Why not just throw it all into the 2013 MPs? Risk. Until they pay, there is a risk they do not pay. With this new structure, I own the AP benchmarks, the NCP for convergence to the AP and the 2013 MP convergence to the NCP.

I must stress, however, that all of these positions have risk. RBS has been doing an admirable job managing down their balance sheet and risk exposures, but LIBORgate (yeah, every scandal needs a gate), Ulster bank and continued pressure in their service territories continue to put pressure on the bank. While I have committed a decent amount of capital to the RBS trade over time, the positions have never summed over 8% of the portfolio. Many investors may not be comfortable with the risk of the 2013 MPs and should then focus on the upside of the NCPs or the yield on the APs (although I would buy Banco Santander (NYSE:SAN) Es at 10% with similar must pay language first - which I have written about numerous times and own myself). While somewhat riskier, these preferred stocks should have greater upside potential (as well as yield) than similar troubled U.S. banks such as Citigroup (NYSE:C) and Bank of America (NYSE:BAC).
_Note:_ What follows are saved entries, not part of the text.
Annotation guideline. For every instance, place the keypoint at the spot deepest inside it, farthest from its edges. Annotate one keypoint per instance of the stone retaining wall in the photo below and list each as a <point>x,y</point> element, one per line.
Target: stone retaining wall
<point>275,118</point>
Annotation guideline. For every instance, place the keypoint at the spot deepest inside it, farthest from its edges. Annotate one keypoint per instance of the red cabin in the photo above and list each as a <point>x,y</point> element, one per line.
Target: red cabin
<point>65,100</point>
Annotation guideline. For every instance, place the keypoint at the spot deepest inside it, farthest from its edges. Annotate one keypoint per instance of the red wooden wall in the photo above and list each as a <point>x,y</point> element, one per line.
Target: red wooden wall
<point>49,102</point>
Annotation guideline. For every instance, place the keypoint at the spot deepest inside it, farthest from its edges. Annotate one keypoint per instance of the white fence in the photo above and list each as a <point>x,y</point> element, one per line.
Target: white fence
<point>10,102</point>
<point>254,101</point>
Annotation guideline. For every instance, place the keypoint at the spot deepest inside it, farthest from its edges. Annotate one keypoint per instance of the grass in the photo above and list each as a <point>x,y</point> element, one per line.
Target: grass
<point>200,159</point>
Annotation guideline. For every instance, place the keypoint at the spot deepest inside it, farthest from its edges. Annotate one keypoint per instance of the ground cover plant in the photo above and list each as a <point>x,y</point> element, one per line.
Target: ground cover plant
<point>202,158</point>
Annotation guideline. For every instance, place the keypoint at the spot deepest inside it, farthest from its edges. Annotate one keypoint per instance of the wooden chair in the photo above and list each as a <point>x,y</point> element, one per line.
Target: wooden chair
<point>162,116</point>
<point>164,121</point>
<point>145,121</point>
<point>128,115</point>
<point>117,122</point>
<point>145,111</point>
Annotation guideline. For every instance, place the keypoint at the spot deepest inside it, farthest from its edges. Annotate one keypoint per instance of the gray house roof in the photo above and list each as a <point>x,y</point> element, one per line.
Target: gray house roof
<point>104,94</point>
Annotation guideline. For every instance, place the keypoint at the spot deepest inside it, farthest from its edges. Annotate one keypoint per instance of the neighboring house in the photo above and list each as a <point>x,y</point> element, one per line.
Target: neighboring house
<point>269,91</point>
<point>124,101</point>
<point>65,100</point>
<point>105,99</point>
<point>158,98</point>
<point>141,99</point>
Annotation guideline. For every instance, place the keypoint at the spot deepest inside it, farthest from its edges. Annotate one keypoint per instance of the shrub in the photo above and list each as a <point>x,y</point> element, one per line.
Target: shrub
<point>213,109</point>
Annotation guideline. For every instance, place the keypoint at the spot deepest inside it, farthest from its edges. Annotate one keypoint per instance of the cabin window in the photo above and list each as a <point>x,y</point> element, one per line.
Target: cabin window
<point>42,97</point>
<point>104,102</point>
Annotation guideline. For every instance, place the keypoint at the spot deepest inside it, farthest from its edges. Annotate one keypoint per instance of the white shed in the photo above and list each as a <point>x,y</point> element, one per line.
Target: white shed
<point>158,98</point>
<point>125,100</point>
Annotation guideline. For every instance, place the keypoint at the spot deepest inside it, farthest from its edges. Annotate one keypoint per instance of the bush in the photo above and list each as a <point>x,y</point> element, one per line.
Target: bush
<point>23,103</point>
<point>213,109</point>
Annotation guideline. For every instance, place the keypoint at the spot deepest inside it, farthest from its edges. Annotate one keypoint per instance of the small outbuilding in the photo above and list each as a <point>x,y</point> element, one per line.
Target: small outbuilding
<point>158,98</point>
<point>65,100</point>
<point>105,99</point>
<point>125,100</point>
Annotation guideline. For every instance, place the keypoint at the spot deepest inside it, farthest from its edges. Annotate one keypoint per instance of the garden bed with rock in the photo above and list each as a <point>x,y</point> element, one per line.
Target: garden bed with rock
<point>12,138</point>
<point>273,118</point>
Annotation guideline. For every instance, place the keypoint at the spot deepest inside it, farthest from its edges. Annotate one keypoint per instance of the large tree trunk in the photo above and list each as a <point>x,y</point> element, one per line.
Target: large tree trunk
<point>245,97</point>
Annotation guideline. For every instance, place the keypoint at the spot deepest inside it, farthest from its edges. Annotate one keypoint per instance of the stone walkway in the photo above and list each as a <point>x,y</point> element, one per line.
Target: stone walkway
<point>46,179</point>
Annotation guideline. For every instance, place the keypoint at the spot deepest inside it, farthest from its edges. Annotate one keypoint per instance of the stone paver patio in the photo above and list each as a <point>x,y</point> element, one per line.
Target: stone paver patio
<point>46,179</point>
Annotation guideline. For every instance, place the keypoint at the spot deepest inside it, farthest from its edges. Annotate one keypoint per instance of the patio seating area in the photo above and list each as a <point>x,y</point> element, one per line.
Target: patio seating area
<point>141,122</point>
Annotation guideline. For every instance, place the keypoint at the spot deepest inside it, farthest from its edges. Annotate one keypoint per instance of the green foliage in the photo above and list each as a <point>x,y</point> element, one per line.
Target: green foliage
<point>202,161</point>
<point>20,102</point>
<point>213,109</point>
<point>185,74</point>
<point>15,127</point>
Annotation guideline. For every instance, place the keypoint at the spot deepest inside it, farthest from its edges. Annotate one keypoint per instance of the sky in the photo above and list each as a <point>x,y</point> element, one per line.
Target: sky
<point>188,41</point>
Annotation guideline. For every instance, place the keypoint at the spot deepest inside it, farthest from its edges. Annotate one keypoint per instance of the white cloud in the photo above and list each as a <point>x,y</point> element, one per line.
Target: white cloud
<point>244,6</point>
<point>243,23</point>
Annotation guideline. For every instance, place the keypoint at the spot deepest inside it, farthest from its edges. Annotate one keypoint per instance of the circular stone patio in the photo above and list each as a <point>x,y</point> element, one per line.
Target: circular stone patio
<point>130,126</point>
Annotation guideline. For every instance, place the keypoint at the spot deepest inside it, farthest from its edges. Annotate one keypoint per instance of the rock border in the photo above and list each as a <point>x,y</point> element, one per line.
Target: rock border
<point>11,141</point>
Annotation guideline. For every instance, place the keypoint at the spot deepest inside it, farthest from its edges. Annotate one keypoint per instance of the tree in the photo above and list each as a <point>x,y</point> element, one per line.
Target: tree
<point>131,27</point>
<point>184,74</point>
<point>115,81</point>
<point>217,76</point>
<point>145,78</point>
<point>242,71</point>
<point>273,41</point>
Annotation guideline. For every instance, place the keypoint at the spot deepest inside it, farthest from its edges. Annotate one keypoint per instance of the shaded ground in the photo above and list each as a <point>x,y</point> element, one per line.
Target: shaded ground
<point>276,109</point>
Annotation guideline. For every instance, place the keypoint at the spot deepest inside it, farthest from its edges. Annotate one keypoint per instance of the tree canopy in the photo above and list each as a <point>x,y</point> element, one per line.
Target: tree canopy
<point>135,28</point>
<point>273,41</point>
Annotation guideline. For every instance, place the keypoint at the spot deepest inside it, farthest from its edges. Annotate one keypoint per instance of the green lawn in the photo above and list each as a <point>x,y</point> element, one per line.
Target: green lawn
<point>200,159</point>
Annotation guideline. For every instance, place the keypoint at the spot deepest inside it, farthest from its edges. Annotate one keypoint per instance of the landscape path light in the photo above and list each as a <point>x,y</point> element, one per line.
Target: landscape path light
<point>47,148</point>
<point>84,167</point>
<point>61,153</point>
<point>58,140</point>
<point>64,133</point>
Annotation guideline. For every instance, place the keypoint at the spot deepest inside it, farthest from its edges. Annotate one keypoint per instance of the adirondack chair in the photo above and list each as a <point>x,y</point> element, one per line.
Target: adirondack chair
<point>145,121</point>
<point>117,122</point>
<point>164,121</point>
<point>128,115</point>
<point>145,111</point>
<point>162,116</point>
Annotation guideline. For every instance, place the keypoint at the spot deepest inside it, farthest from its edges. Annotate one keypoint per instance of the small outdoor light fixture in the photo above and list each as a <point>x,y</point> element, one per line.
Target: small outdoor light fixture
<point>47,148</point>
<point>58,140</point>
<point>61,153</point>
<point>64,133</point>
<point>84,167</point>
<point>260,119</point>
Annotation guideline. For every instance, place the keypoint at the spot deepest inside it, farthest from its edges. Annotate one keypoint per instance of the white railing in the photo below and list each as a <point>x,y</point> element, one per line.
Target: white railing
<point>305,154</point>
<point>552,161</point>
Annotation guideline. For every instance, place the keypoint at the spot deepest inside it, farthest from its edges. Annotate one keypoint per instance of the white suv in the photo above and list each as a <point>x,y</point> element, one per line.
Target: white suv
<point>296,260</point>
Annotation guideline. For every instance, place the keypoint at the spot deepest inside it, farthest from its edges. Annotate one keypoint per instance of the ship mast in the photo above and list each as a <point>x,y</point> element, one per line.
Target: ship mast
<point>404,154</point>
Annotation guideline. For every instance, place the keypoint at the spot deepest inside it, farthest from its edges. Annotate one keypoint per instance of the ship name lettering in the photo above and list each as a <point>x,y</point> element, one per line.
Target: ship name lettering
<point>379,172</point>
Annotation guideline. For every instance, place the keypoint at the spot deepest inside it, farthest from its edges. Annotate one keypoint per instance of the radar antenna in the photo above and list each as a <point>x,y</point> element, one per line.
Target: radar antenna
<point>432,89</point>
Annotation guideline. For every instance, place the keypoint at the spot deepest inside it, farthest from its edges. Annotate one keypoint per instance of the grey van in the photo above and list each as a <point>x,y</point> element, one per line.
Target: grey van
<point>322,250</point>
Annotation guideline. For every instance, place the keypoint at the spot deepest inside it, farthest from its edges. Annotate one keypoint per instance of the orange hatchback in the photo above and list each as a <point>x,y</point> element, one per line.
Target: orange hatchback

Source: Royal Bank Of Scotland Preferred Stock Update And Trade Ideas

Additional disclosure: I am long RBSPrL, RBSPrH, RBSPrS, NWPrC, SANPrE and SAN equity.This article is for informational purposes only, it is not a recommendation to buy or sell any security and is strictly the opinion of Rubicon Associates LLC. Every investor is strongly encouraged to do their own research prior to investing.